« Chacun s’attend à assister à la fin de quelque chose. Ce à quoi nul ne s’attend, c’est à assister à la fin de toute chose. » Dernière survivante d’une famille de colons décimée, Makepeace incarne les vestiges d’une utopie avortée. Une société survivaliste pensée comme une alternative au système capitaliste, mais que les dérives de ce dernier ont rattrapée. Revolver à la ceinture, Makepeace arpente à cheval les rues désertes d’une ville fantôme du Grand Nord, hantée par les souvenirs du pensée qu’elle peine à ravaler et dont les contours ont commencé à s’estomper.
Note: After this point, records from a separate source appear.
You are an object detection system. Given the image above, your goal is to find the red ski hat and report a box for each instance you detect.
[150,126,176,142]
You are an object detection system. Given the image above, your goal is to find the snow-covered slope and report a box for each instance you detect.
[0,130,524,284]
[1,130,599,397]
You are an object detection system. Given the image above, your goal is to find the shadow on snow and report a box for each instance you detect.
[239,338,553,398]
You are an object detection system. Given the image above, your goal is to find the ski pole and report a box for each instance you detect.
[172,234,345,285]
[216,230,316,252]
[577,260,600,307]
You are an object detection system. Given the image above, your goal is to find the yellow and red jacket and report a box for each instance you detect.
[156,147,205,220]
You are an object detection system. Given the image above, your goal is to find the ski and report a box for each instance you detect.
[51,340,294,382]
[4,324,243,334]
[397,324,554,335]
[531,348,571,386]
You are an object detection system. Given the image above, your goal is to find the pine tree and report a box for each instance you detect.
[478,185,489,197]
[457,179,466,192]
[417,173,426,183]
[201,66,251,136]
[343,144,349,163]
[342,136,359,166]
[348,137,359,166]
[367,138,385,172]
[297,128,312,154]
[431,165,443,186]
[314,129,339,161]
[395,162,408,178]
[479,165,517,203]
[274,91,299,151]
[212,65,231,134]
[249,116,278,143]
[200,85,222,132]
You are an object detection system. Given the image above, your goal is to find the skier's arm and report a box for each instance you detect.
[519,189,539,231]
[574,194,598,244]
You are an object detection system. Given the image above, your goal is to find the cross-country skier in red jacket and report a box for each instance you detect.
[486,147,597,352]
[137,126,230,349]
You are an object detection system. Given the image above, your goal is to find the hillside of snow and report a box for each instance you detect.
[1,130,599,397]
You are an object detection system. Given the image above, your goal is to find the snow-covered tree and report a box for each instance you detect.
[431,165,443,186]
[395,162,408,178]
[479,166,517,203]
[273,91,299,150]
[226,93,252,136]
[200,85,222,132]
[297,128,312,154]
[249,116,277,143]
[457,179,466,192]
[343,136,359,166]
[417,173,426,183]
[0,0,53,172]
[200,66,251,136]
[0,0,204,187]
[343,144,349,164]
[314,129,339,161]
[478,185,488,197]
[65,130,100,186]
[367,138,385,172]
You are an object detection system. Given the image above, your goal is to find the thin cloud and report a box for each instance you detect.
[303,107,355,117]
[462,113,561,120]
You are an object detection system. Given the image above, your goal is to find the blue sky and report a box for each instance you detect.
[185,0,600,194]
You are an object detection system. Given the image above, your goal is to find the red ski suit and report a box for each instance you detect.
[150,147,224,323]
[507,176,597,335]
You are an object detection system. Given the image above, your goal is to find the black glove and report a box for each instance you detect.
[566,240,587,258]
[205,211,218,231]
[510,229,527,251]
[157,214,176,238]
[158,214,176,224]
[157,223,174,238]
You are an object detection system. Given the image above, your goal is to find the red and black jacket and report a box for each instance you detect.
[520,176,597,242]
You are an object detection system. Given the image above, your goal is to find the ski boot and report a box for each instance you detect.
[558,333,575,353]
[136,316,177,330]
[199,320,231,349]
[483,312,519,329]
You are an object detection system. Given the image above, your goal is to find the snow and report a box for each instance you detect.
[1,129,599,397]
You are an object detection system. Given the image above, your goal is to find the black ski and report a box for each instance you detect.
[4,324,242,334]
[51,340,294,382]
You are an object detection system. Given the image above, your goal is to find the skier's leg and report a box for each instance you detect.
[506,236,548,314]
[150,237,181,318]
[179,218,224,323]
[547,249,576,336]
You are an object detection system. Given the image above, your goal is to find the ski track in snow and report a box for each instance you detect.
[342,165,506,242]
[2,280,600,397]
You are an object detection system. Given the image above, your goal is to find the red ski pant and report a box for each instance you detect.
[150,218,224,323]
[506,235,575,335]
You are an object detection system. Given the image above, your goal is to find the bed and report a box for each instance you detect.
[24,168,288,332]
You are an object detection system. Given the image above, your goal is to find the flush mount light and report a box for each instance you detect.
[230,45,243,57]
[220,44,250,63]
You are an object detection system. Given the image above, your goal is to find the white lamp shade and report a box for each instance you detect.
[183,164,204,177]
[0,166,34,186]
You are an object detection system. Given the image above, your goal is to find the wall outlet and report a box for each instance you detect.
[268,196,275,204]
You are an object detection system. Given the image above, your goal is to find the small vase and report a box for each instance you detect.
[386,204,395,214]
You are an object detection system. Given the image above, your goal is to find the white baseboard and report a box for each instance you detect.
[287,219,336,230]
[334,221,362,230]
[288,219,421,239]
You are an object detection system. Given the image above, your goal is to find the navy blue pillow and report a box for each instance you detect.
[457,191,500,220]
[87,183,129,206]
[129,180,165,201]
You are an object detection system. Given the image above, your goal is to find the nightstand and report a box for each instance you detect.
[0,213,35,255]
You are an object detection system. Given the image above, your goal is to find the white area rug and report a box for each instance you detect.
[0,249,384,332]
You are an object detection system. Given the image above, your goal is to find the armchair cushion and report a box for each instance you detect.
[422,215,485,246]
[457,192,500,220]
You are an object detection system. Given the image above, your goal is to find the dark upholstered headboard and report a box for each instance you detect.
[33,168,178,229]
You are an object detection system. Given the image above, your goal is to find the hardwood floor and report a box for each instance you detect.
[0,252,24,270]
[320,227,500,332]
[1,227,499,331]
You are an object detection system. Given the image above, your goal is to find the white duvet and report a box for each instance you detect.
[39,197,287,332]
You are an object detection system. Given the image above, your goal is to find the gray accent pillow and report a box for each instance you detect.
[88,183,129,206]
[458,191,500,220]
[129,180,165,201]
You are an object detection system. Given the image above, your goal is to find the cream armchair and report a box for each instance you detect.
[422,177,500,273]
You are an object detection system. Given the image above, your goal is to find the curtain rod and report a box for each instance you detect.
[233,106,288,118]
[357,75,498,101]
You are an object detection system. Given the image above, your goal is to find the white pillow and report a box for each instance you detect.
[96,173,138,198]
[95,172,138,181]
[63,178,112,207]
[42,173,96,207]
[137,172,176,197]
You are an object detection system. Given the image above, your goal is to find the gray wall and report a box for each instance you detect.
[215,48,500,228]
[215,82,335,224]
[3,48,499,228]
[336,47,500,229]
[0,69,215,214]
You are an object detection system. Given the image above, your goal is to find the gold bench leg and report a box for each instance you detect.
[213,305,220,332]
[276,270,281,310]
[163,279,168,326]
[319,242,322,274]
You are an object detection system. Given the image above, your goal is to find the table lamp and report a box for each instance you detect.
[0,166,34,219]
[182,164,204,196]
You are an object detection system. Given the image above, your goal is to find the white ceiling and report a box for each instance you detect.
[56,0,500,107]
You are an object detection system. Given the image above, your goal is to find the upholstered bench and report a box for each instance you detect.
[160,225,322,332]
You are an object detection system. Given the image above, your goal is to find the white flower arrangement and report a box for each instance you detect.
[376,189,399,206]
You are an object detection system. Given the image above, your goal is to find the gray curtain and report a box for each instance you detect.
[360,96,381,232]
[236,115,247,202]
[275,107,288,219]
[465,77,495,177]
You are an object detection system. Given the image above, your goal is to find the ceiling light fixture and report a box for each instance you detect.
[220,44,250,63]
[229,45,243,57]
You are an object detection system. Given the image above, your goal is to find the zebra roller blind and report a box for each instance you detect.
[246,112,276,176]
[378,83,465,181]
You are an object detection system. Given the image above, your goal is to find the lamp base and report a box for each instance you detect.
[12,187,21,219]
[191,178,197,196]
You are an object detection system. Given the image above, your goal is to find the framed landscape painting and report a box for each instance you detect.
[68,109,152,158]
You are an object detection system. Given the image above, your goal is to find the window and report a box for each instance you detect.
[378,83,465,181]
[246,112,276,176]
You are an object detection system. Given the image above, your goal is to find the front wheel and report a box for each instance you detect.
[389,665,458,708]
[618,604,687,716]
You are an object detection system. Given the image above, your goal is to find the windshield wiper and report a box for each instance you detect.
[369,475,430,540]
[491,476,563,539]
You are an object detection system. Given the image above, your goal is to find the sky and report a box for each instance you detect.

De cette terre de Sibérie, que la Russie a loué à des familles de pionniers pour la repeupler, il ne reste que des maisons délabrées et des carcasses d’animaux éventrés. Quelles est l’origine du cataclysme qui a tout dévasté ? Que sait-on de ce qu’il s’est passé ? Peu de choses. Hormis que des vagues de gens affamés sont venues s’échouer dans cette parcelle du bout du monde, fuyant désespérément la civilisation et la surpopulation. Les pénuries se sont succédées aiguisant la colère des pionniers et déclenchant des rixes avec les nouveaux arrivés, puis les épidémies ont parachevé l’œuvre d’autodestruction déjà entamée. Du monde d’avant, Makepeace conserve un pan de visage brulé et la volonté farouche de continuer à avancer. Coûte que coûte. D’autant que son quotidien monochrome est épisodiquement troublé par le passage au loin d’une colonne d’esclaves ou d’un avion, ultimes marqueurs d’une forme de civilisation. Makepeace est une guerrière, incapable de poser les armes tant que l’espoir de rejoindre une communauté de survivants ne l’a pas quittée. Alors, le courage en bandoulière, travestie en garçon pour ne pas éveiller les soupçons, elle prend la route. À mille lieux du western traditionnel, Marcel Theroux signe une fable post-apocalyptique d’inspiration biblique dont le charme repose principalement sur la personnalité d’une héroïne féminine au caractère bien trempé. Cette dystopie, à mi-chemin entre La route de Cormac McCarthy et l’épisode du Déluge, relève davantage du roman d’atmosphère que d’aventure et résonne étrangement avec notre présent.
Mon évaluation : 3/5
Date de parution : 2010. Grand format (réédition) aux Éditions Zulma, traduit de l’anglais (Royaume-Uni) par Stéphane Roques, 400 pages.